Investors and the financial media tune in so closely because Fink’s firm controls an $11.5 trillion empire that influences the market through sheer volume. The annual letter is the finance bro equivalent of Oprah’s Favorite Things.
This year, though, Fink’s letter is getting noticed as much for what it doesn’t say as for what it says.
In sum: private capital markets, retirement savings and “democratizing” investing are in.
What’s out? Anything political.
You won’t find the words “tariff” or “Trump” anywhere in Fink’s 27-page missive, despite the fact that global markets are on a knife’s edge ahead of the president’s plans to slap tariffs on trillions of dollars worth of US imports, raising the risk of tipping the world’s biggest economy into a recession. Gone are any mentions of “stakeholder capitalism,” the theory that businesses do better when they broaden their metrics of success to include not only profits but the wellbeing of their workforce, customers and communities. And without mentioning fossil fuels, Fink emphasizes the need for “energy pragmatism.”
None of this is terribly surprising.
Fink’s letters have recently shied away from acronyms like “DEI” that the right has seized upon. BlackRock, which employs some 21,000 people, scrapped its own “aspirational workforce representation” objectives last month, citing “significant changes to the US legal and policy environment related to Diversity, Equity and Inclusion,” per Bloomberg reporting. (Translation: We don’t want to give the White House a reason to be mad at us right now.)
“He’s definitely retreated,” Jon Solorzano, a partner at Vinson & Elkins who counsels companies on corporate governance and sustainability, told me. “I think for better or for worse, Larry Fink probably became the face of the ESG movement and probably felt a lot of blowback… I don’t think he’s going to be sticking his neck out because he’s gotten his head bit off a few times.”

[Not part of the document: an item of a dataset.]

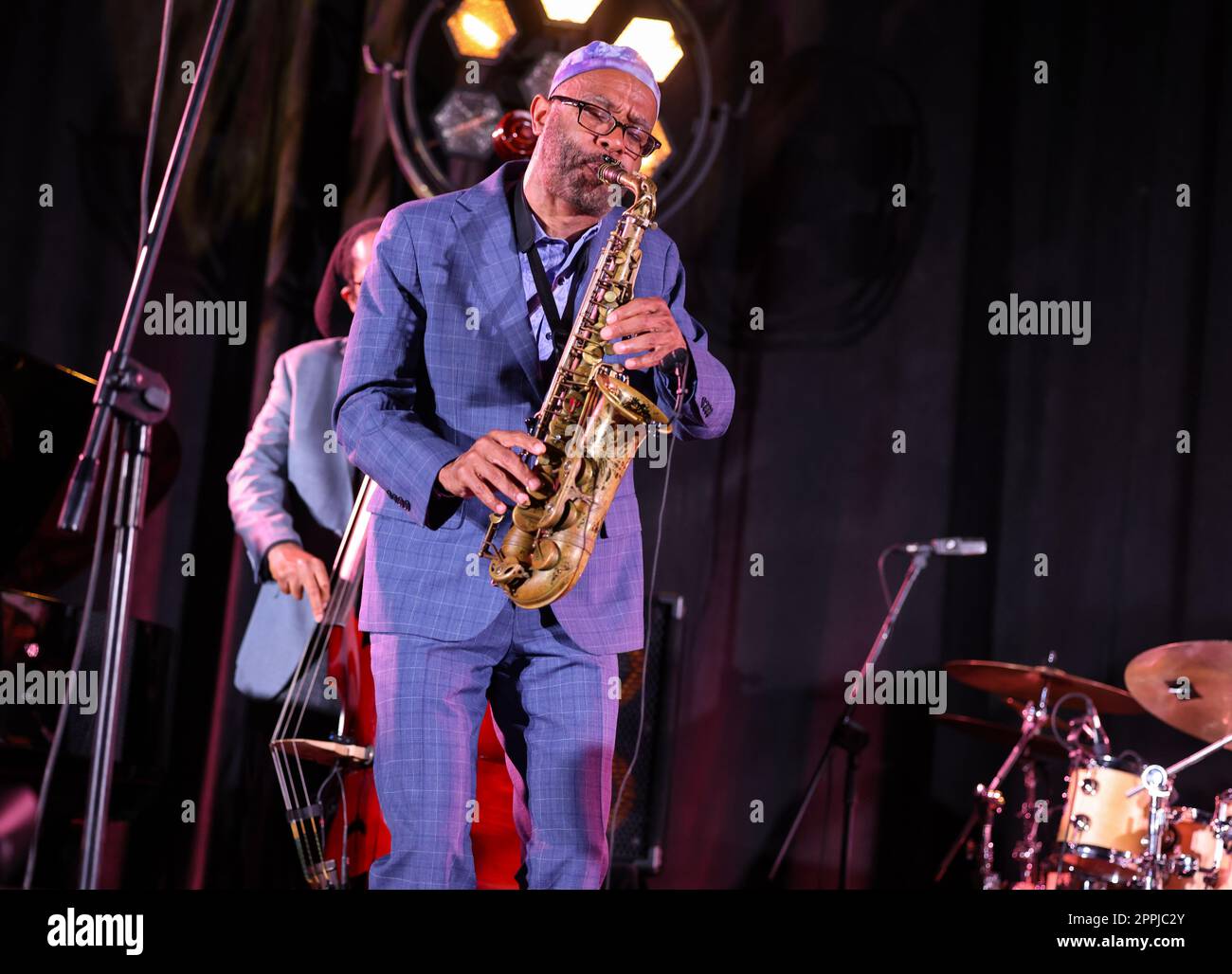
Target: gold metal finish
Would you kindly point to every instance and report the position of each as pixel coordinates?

The timing is also noteworthy, as BlackRock is in the middle trying to acquire two ports in the Panama Canal that are currently owned by a Hong Kong conglomerate. If the deal goes through — it’s currently under review by Chinese regulators — it would (sort of) fulfill one of the president’s promises “take back” control of the waterway.

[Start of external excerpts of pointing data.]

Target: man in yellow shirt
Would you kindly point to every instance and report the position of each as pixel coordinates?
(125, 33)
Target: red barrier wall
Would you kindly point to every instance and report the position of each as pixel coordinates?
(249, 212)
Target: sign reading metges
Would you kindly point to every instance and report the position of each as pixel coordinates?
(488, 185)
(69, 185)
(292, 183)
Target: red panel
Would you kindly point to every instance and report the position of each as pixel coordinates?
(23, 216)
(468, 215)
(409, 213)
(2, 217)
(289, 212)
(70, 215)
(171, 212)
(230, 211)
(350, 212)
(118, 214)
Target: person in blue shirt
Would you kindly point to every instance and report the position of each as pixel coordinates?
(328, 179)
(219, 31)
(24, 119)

It also tracks with the rest of Corporate America’s rhetorical heel-turn on the values it once claimed to be sacrosanct in the face of legal threats from the Trump administration.
Since returning to the White House, Trump has dismantled DEI efforts in the federal government and pressured private companies to fall in line. Most recently, the Federal Communications Commission announced Friday it was investigating ABC and its parent company, Disney, to ensure that they have not been violating employment regulations through “forms of DEI discrimination.”

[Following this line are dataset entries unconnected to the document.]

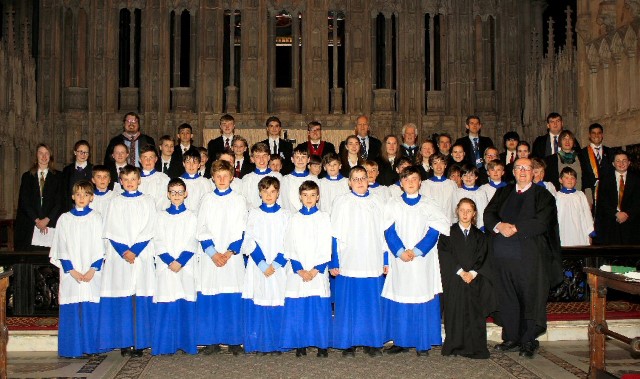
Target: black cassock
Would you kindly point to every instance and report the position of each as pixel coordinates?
(466, 306)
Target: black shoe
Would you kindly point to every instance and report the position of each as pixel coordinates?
(236, 349)
(211, 349)
(350, 352)
(395, 349)
(137, 353)
(373, 351)
(507, 346)
(528, 349)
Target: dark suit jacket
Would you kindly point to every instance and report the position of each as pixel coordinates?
(588, 176)
(327, 148)
(29, 207)
(541, 147)
(70, 176)
(469, 157)
(176, 168)
(375, 147)
(609, 231)
(142, 141)
(285, 149)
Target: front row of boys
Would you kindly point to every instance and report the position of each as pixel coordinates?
(281, 300)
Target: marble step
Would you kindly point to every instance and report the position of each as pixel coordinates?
(557, 331)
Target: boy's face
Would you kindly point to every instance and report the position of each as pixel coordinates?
(260, 159)
(203, 159)
(275, 165)
(309, 198)
(411, 184)
(238, 148)
(177, 194)
(455, 176)
(538, 174)
(300, 161)
(184, 136)
(315, 168)
(222, 179)
(191, 165)
(82, 198)
(130, 182)
(359, 182)
(511, 144)
(333, 168)
(82, 153)
(568, 181)
(120, 155)
(465, 213)
(167, 148)
(439, 166)
(469, 179)
(101, 180)
(495, 174)
(148, 160)
(269, 195)
(372, 173)
(401, 168)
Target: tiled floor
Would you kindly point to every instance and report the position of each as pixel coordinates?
(555, 360)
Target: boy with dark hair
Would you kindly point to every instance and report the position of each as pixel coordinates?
(78, 251)
(174, 298)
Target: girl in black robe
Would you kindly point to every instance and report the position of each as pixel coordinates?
(467, 295)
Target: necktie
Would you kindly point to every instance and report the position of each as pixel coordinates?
(363, 148)
(476, 151)
(620, 191)
(41, 185)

Meta, Amazon, McDonald’s and Goldman Sachs and others have also rolled back or tweaked their DEI policies to avoid ending up in the crosshairs.
The silly part of all this is that the administration hasn’t really laid out what it considers an “illegal DEI” program, as my colleague Nathaniel Meyersohn notes. So companies are just kind of doing a Control+F for diversity and eradicating whatever they find. (Except Costco, which is putting up a pretty stiff resistance to right-wing pressure and doubling down on its reputation as a company that is, like, really nice to its employees. Apple, too, is standing firm on its DEI initiatives.)
Bottom line: Larry Fink is an elder statesman of sorts whose influence over other firms’ strategies is hard to overstate. His 2025 letter, in leaving out anything that would have even a whiff of, as the French say, “le woke,” sends a clear message to fund managers and business leaders the world over: Keep your head down. Because if BlackRock can’t stomach a legal fight over DEI, who can?